Jechizkia stuurde boden rond in heel Israël en Juda en schreef ook brieven naar Efraïm en Manasse, waarin hij iedereen opriep naar de tempel van de HEER in Jeruzalem te komen om aan de HEER, de God van Israël, het pesachoffer op te dragen. De koning had zich, samen met zijn raadsheren en de volksvergadering van Jeruzalem, gebogen over de mogelijkheid om Pesach te vieren in de tweede maand. Het was namelijk niet mogelijk geweest Pesach te vieren op de vastgestelde tijd, omdat zich toen niet genoeg priesters geheiligd hadden en het volk niet in Jeruzalem bijeen was. Nadat dit voorstel door de koning en de volksvergadering was aangenomen, besloten ze om in heel Israël, van Berseba tot Dan, te laten omroepen dat men naar Jeruzalem moest komen om aan de HEER, de God van Israël, het pesachoffer op te dragen. Voor die tijd hadden ze dat namelijk niet gezamenlijk gedaan, hoewel het zo was voorgeschreven.

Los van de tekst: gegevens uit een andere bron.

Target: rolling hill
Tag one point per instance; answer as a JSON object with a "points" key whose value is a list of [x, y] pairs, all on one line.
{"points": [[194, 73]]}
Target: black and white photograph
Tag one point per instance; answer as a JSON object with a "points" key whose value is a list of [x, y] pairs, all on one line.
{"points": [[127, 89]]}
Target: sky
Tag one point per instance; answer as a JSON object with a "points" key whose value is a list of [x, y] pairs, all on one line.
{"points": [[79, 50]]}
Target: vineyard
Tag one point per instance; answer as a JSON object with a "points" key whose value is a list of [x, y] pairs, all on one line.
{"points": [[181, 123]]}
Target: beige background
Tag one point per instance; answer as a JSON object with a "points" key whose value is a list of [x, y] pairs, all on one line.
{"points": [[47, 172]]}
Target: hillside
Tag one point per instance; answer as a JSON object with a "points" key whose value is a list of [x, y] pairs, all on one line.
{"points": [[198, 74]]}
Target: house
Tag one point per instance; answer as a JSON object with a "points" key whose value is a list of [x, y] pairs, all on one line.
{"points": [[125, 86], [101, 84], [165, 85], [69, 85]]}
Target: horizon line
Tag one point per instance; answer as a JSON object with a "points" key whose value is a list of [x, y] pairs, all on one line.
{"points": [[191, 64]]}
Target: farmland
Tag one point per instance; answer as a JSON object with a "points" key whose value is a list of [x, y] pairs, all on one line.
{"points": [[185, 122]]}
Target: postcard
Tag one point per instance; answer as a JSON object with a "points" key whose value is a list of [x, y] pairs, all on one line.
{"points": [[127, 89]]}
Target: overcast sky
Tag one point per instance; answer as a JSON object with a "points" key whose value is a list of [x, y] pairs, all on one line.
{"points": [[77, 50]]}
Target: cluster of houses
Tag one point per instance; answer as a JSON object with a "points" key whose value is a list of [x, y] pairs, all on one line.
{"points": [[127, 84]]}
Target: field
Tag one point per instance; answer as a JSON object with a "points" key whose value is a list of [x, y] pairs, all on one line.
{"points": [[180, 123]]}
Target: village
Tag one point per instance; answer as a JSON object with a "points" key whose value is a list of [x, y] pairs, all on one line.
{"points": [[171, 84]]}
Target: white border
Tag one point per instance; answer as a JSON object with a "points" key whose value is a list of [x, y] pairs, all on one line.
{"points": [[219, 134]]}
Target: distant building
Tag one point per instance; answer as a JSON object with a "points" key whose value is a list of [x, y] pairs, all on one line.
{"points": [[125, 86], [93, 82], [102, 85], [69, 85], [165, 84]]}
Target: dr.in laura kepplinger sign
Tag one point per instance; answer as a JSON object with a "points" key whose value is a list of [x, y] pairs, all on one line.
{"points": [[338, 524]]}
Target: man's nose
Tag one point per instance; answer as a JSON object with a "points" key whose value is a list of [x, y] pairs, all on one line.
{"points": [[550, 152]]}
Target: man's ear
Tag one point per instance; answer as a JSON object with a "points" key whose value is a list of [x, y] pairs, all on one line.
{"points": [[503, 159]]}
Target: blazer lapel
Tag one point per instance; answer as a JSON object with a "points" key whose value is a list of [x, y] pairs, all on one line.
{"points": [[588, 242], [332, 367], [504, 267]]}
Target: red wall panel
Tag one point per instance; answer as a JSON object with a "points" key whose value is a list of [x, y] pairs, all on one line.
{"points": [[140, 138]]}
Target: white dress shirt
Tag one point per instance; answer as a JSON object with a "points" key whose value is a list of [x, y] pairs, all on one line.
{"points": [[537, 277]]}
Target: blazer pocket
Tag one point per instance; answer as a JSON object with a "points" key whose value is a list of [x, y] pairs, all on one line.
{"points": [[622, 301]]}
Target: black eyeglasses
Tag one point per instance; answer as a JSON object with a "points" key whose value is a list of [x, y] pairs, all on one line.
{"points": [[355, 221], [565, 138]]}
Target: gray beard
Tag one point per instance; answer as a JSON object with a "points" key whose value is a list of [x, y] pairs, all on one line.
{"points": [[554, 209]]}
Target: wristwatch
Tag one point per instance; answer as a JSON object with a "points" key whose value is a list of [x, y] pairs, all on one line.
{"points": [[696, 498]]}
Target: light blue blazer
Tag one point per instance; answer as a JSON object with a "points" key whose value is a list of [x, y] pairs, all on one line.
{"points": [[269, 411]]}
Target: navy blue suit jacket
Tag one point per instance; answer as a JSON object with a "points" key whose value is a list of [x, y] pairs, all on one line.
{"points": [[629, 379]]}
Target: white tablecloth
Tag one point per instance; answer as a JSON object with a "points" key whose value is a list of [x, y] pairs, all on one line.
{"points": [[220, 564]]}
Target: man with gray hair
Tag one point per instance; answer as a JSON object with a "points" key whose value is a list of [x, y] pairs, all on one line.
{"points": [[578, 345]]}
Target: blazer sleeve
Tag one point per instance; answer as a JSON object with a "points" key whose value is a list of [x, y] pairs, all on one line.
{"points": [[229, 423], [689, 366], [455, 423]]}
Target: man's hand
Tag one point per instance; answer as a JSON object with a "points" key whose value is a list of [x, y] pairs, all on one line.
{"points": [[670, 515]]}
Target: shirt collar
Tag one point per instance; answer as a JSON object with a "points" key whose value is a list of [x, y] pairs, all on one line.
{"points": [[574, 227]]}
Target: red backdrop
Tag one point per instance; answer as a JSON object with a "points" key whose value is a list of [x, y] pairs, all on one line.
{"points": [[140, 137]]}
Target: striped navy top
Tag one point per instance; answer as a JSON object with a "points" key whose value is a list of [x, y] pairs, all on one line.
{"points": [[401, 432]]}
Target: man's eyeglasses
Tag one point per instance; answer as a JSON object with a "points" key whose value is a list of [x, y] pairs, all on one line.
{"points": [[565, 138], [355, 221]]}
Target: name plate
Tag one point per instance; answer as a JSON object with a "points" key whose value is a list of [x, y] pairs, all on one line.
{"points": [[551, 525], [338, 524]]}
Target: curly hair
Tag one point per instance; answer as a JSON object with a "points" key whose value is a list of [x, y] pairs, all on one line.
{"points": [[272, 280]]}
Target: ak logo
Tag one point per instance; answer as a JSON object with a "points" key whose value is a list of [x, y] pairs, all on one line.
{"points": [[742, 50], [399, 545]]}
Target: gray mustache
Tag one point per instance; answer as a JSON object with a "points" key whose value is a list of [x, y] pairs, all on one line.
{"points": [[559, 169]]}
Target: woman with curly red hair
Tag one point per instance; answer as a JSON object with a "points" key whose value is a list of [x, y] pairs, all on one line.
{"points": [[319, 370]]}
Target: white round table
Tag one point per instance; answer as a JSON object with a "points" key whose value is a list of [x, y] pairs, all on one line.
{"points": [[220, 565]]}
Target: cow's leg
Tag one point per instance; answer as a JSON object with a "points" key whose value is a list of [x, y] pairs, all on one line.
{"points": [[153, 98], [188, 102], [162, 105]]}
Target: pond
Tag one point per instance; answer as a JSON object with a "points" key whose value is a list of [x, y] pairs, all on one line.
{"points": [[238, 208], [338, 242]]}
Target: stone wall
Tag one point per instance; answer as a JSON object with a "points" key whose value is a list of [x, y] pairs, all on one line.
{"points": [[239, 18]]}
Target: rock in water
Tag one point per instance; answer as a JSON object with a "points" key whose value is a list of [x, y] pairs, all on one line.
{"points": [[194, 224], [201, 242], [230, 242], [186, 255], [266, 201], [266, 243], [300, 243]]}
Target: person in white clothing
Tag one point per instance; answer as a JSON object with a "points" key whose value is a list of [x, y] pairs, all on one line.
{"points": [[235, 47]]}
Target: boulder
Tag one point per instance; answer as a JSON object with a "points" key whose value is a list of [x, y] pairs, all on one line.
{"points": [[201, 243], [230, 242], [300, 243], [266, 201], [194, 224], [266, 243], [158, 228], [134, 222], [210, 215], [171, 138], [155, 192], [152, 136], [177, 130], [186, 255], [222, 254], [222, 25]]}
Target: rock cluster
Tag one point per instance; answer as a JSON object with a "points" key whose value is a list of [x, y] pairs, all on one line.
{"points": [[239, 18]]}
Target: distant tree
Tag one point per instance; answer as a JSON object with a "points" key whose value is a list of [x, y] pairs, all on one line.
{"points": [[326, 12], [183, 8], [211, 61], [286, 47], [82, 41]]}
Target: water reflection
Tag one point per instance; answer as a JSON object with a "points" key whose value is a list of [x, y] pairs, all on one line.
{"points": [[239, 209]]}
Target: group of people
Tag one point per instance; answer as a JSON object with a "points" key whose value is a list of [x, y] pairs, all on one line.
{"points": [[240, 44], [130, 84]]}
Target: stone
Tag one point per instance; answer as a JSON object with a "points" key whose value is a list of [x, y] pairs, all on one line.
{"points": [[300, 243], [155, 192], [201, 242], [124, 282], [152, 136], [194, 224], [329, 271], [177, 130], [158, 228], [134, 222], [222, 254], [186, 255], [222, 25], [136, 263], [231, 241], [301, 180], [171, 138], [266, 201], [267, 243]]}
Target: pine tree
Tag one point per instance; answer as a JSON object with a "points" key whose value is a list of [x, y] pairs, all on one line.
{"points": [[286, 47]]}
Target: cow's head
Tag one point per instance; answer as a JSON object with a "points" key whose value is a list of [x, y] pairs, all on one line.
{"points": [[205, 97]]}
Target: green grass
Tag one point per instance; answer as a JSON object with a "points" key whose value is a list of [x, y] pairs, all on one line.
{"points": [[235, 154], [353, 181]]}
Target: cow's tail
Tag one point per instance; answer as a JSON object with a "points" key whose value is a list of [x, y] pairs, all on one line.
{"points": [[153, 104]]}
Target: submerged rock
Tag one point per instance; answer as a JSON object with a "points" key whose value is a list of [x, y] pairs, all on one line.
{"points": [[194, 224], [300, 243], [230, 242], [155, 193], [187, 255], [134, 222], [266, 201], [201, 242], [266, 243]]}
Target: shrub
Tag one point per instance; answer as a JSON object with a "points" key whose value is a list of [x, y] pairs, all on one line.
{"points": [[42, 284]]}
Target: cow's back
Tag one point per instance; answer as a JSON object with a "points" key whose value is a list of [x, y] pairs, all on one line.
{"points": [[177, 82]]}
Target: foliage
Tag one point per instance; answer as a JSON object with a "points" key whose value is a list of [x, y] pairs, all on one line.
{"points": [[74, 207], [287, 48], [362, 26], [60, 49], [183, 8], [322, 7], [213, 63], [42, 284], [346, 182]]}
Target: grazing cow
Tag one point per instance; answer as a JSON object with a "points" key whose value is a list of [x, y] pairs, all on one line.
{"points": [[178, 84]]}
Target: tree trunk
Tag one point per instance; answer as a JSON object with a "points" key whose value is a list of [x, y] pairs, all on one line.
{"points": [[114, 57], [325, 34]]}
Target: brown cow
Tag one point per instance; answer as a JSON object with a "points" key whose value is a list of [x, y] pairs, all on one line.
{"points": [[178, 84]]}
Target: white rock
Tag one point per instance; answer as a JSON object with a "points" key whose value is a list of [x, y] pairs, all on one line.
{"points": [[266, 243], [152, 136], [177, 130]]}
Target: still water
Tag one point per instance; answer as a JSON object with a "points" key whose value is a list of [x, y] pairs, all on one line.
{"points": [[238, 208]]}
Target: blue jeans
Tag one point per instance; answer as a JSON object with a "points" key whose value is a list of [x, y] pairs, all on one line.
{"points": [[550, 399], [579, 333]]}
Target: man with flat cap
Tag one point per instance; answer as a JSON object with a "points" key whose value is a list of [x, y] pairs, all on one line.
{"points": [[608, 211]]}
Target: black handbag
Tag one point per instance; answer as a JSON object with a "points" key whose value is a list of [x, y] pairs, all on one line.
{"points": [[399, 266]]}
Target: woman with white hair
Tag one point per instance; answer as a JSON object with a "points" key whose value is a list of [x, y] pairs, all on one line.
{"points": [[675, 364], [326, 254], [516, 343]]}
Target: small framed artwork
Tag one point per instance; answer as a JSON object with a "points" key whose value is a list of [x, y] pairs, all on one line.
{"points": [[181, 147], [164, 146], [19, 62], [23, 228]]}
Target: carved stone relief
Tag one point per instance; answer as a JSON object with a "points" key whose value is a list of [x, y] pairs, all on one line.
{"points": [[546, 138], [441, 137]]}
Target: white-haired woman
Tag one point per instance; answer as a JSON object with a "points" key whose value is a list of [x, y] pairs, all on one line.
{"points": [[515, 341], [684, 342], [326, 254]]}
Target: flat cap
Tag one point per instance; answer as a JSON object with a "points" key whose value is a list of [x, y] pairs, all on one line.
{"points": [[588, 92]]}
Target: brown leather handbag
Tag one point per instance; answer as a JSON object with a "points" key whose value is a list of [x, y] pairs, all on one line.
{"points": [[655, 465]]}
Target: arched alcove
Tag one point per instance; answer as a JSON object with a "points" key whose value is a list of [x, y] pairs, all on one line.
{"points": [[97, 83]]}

De boden gingen met de brieven van de koning en zijn raadsheren heel Israël en Juda rond en verspreidden in opdracht van de koning de volgende oproep:
‘Israëlieten, keer terug naar de HEER, de God van Abraham, Isaak en Israël, dan zal Hij terugkeren naar u die aan de greep van de koning van Assyrië ontkomen bent. Wees niet zoals uw voorouders en uw verwanten die hun plicht tegenover de HEER, de God van uw voorouders, verzaakten. Hen heeft Hij, zoals u uit ondervinding weet, tot afschrikwekkend voorbeeld gemaakt. Wees dus niet langer halsstarrig, zoals uw voorouders dat waren, maar betuig de HEER trouw en kom naar Zijn heiligdom, dat Hij voor eeuwig heeft geheiligd, om de HEER, uw God, te dienen. Dan zal Hij Zijn toorn van u afwenden. Want als u terugkeert tot de HEER, zullen uw verwanten en uw kinderen genadig behandeld worden door degenen die hen hebben weggevoerd, en zullen ze weer naar dit land mogen terugkeren. De HEER, uw God, is immers genadig en liefdevol; als u naar Hem terugkeert, zal Hij zich niet van u afwenden.’